Title: Translating and evaluating single-cell Boolean network interventions in the multiscale setting

Abstract: Intracellular networks process cellular-level information and control cell fate. They can be computationally modeled using Boolean networks, implicit-time causal models of discrete binary events. These networks can be embedded into cell-agents of an agent-based model to drive cellular behavior. To explore this integration, we identify a set of candidate interventions that induce apoptosis in a cell-survival network of a rare leukemia using exhaustive search simulation, stable motif control, and an individual-based mean field approach (IBMFA). Due to algorithm constraints, these interventions are well-suited for cell-level decisions but less so for multicellular agent-based contexts. To address these limitations, we treat the target control solutions as putative therapeutic targets and develop a pipeline to translate them to continuous-time multicellular, agent-based models.

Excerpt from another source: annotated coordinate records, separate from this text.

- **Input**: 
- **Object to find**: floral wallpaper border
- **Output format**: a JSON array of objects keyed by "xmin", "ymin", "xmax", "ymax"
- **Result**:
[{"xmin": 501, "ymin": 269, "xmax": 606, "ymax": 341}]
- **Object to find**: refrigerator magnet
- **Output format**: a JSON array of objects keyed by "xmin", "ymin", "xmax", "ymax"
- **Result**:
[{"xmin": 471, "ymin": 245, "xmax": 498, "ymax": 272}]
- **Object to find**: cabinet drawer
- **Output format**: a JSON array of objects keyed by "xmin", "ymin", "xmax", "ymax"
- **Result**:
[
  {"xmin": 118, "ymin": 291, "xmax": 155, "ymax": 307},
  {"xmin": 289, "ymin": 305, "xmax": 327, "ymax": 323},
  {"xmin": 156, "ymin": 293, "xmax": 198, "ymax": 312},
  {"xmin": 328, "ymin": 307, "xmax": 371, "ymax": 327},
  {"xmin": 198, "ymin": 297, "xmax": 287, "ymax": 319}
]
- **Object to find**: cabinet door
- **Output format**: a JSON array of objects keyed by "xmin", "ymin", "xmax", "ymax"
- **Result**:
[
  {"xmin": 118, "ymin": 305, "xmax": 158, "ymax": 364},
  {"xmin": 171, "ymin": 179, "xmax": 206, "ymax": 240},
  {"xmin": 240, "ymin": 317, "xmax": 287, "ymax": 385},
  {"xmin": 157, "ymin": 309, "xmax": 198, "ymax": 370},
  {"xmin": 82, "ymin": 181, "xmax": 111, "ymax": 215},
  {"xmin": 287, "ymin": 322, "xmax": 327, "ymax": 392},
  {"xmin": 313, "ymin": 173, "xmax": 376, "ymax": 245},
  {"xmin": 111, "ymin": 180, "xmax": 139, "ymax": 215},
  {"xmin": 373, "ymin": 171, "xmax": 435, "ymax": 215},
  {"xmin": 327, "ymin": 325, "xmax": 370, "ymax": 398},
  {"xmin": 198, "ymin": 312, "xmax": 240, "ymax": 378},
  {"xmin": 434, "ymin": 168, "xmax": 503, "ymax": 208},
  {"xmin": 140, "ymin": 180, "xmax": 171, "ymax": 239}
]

We set the discrete-to-continuous transitions between the Boolean network and multicellular model via thresholding and produce simple computational simulations designed to emulate aspects of experimental and translational biology. Our results reveal that interventions performing equivalently in Boolean network simulations diverge in multiscale settings in both population growth and spatial distribution. Further analysis links these differences to internal network dynamics and the intervention’s proximity to output nodes. This proof-of-concept study highlights the importance of accounting for internal dynamics in multicellular simulations and advances understanding of Boolean network control.